I have tried to show in several essays since my book The Thracian Maid and the Professional Thinker that Arendt’s analysis of active life and of the life of the mind is to a large extent a reply to the biases and mistakes entailed in the work of Heidegger, her first teacher, by a Platonist celebration of the bios theorètikos.

Hannah Arendt did not hesitate to introduce herself as a phenomenologist insofar as the main issue of her analyses was an unprejudiced description of phenomena. She also claimed to practice a sort of deconstruction but a peculiar one which instead of deriving from the perspectives of contemplative life was targeting all its prejudices.

I intend to underscore the divergence between her and Heidegger by paying attention to the reflections on the work of art contained in The Human Condition, a book on active life about which she wrote to Heidegger in May 1954 that it owed much to his teaching. But of course this acknowledgment of an intellectual debt does not all mean that she considered herself to be a disciple of the German thinker.

Indeed, already in the first chapter of her book Arendt claims that Plato when he decided, after the trial of Socrates, to grant to the solitary pursuit of contemplative life an “enormous superiority (…) over action of any kind” (Arendt 1998, p. 14), has founded a tradition which “has blurred the distinctions and articulations within the vita activa itself” (Arendt 1998, p. 17) and obliterated the previous excellence of the sharing of words and deeds which pervaded the bios politikos of the democratic city.

I have recalled that in Heidegger’s fundamental ontology the reappropriation of Plato’s celebration of the bios theorètikos entailed an antithesis between everydayness and authenticity with the result that the philosopher alone was truly competent in political matters. As I said that antithesis was maintained in the interrogation on the work of art.

There is of course no avail to search for traces of such an antithesis in Arendt’s description of active life, and in her reflections on art in the framework of that description. At the very beginning of the text I have commented, Heidegger writes: “To the public the only relation of the artwork is to destroy it. And the greatness of an artwork is measured by this destructive power” (1989, p. 8) By contrast Arendt in her first allusion to the artwork, in the second chapter of her book, underlines its public character. In her terminology the word “public” refers to an “appearing” which is not a semblance but a reality constituted by “being seen and heard by others as well as by ourselves”. The work of art is public in so far as the artist has the ability to transfigure in a reality perceived by many people a “private” and solitary experience which without that transfiguration would lead a shadowy existence (1998, p. 50).

But the word “public” in her terminology also designates a second phenomenon, namely “the world itself, insofar as it is common to all of us and distinguished from our privately owned place in it” (1998, p. 52). The phenomenon of the world so understood obviously escapes the Heideggerian antithesis between inauthentic concern with utensils and authentic care.
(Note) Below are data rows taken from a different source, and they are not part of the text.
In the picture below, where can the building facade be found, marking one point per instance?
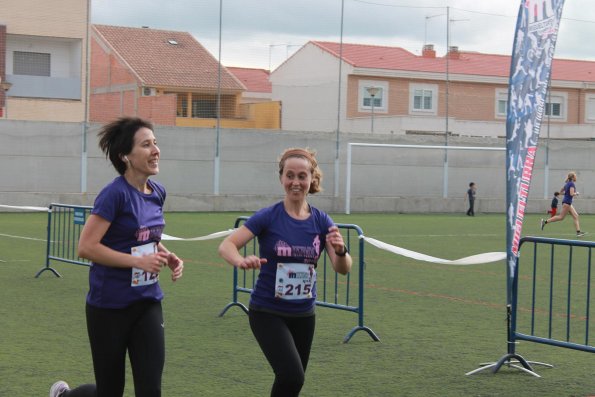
(376, 89)
(43, 60)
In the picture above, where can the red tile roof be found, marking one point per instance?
(468, 63)
(255, 80)
(167, 58)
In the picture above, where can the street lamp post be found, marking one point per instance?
(5, 86)
(372, 91)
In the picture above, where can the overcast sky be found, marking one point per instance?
(263, 33)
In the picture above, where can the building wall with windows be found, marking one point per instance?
(45, 60)
(415, 101)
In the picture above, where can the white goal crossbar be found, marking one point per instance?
(350, 146)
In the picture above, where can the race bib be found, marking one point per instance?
(139, 276)
(294, 281)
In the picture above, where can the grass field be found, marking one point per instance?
(435, 322)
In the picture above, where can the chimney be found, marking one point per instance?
(428, 51)
(453, 52)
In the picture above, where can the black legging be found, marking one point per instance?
(286, 343)
(138, 330)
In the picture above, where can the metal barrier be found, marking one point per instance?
(330, 286)
(65, 223)
(550, 299)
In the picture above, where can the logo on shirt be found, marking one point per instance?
(145, 233)
(309, 253)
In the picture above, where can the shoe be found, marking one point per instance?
(58, 388)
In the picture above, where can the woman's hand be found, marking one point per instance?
(176, 265)
(152, 263)
(335, 238)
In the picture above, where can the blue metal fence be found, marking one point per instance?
(334, 290)
(550, 299)
(64, 226)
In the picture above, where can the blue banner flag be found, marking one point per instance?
(530, 68)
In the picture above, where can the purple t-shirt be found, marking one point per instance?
(136, 219)
(567, 196)
(284, 239)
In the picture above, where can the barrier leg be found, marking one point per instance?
(361, 328)
(231, 304)
(50, 269)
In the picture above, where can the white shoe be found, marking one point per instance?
(58, 388)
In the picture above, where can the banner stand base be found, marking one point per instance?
(511, 360)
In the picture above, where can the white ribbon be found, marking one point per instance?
(469, 260)
(487, 257)
(25, 208)
(207, 237)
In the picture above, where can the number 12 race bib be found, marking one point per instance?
(139, 276)
(294, 281)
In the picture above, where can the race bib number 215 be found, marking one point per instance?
(139, 276)
(294, 281)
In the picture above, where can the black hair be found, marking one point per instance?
(116, 139)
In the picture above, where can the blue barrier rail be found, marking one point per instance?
(555, 294)
(64, 226)
(550, 299)
(334, 290)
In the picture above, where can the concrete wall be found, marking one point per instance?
(42, 162)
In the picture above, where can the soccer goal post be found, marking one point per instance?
(446, 149)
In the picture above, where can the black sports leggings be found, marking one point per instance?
(138, 330)
(286, 343)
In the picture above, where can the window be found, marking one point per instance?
(204, 108)
(31, 63)
(590, 108)
(373, 94)
(553, 109)
(501, 102)
(555, 106)
(423, 98)
(182, 110)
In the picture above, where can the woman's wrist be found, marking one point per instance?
(343, 252)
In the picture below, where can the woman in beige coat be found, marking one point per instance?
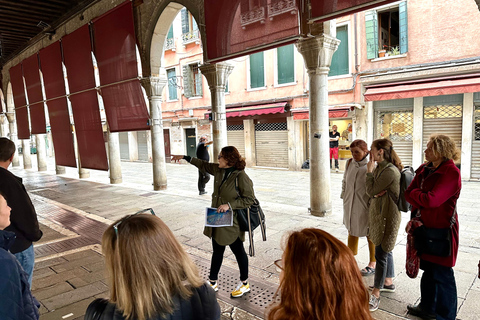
(232, 188)
(383, 186)
(355, 202)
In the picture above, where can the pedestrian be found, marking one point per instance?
(433, 194)
(383, 188)
(232, 188)
(202, 153)
(319, 279)
(150, 275)
(17, 301)
(334, 136)
(23, 219)
(356, 200)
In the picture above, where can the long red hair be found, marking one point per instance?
(320, 280)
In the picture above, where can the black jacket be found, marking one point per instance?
(16, 300)
(202, 305)
(23, 217)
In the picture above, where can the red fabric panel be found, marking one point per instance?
(51, 65)
(115, 52)
(226, 37)
(88, 126)
(86, 114)
(424, 89)
(35, 96)
(327, 10)
(21, 112)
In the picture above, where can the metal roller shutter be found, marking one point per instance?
(271, 144)
(445, 120)
(236, 138)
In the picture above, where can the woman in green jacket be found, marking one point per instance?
(232, 188)
(383, 186)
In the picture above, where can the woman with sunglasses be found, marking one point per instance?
(232, 188)
(319, 280)
(150, 275)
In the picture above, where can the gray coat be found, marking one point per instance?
(227, 194)
(384, 216)
(355, 198)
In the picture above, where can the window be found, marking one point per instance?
(257, 73)
(386, 29)
(340, 61)
(172, 84)
(192, 81)
(285, 64)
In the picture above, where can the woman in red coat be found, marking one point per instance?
(433, 194)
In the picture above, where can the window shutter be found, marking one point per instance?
(187, 81)
(285, 64)
(402, 11)
(371, 30)
(256, 70)
(185, 24)
(340, 59)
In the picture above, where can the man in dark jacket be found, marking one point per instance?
(23, 219)
(16, 300)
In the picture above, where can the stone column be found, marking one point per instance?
(27, 158)
(217, 76)
(154, 87)
(41, 152)
(13, 137)
(317, 53)
(115, 165)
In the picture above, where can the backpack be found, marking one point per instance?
(406, 178)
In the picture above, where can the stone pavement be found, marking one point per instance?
(69, 271)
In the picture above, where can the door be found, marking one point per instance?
(191, 142)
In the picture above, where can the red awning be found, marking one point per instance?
(424, 88)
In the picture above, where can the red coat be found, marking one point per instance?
(437, 198)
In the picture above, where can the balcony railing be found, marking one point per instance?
(252, 16)
(190, 37)
(170, 44)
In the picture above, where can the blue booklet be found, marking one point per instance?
(218, 219)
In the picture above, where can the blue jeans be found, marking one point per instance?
(383, 268)
(27, 261)
(438, 290)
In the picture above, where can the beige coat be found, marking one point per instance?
(355, 198)
(384, 216)
(227, 194)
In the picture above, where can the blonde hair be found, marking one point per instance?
(146, 267)
(444, 147)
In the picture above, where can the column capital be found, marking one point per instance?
(317, 52)
(216, 74)
(154, 85)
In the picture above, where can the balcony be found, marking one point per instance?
(190, 37)
(280, 7)
(252, 16)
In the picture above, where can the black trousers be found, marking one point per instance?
(203, 178)
(217, 259)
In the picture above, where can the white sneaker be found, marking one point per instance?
(241, 290)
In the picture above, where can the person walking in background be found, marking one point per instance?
(23, 219)
(334, 136)
(383, 187)
(232, 188)
(202, 153)
(150, 275)
(356, 200)
(433, 194)
(16, 300)
(319, 280)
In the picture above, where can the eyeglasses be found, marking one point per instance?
(115, 226)
(278, 265)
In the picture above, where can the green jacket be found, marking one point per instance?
(227, 194)
(384, 216)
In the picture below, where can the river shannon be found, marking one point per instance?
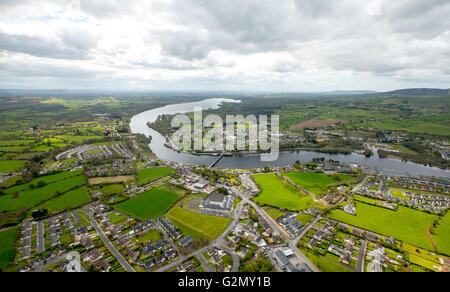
(385, 166)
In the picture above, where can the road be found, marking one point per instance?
(111, 247)
(361, 256)
(359, 186)
(217, 243)
(292, 243)
(40, 242)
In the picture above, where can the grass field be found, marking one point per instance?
(111, 180)
(274, 213)
(32, 197)
(7, 239)
(112, 189)
(441, 235)
(325, 264)
(152, 236)
(316, 183)
(209, 226)
(404, 224)
(148, 205)
(8, 166)
(48, 179)
(69, 200)
(149, 175)
(279, 194)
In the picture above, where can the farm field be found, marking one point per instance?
(69, 200)
(316, 183)
(110, 180)
(150, 204)
(7, 239)
(112, 189)
(47, 179)
(208, 226)
(149, 175)
(325, 264)
(441, 235)
(8, 166)
(32, 197)
(279, 194)
(405, 224)
(274, 213)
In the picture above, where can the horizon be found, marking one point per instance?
(288, 46)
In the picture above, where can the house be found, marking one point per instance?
(87, 242)
(185, 242)
(92, 255)
(218, 203)
(102, 265)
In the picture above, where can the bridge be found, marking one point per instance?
(217, 160)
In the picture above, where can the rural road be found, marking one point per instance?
(361, 255)
(40, 242)
(111, 247)
(217, 243)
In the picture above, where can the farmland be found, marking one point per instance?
(150, 204)
(404, 224)
(31, 197)
(7, 166)
(208, 226)
(69, 200)
(149, 175)
(441, 235)
(279, 194)
(7, 239)
(316, 183)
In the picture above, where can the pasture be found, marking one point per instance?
(277, 193)
(8, 166)
(32, 197)
(208, 226)
(149, 205)
(67, 201)
(8, 239)
(405, 224)
(146, 176)
(316, 183)
(441, 235)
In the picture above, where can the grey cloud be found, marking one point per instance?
(75, 48)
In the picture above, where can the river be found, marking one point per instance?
(386, 166)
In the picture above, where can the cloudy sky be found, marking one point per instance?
(255, 45)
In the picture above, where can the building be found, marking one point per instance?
(218, 203)
(185, 242)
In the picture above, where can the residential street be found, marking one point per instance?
(111, 247)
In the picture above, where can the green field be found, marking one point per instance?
(274, 213)
(67, 201)
(48, 179)
(404, 224)
(16, 143)
(316, 183)
(325, 264)
(148, 205)
(149, 175)
(152, 236)
(441, 235)
(32, 197)
(7, 239)
(112, 189)
(277, 193)
(209, 226)
(8, 166)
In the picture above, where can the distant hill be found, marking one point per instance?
(421, 92)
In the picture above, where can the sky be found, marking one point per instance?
(248, 45)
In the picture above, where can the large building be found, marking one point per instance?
(218, 203)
Indeed Arendt insists that in her view the world “is related to the human artifact, the fabrication of human hands, as well as to affairs which go on among those who inhabit it”, and consequently that “to live together in the world means essentially that a world of things is between those who have it in common as a table is located between those who have it in common”. The comparison is highly significant, it means that “the world, like every in-between relates and separates men at the same time” and thus “prevents our falling over each other so to speak” (1998, p. 52).

By claiming that the world is a set of artifacts which relates and separates those who live in it, Arendt manifests a clear divergence from the teaching of Being and Time which considers the surrounding set of artifacts as the realm of the They wherein human beings fall over each other, and which opposes to the sense of security offered by that dwelling place the Unheimlichkeit, the uncanny essence of the authentic being-in-the-world, i.e., of care understood as strictly singular and separated.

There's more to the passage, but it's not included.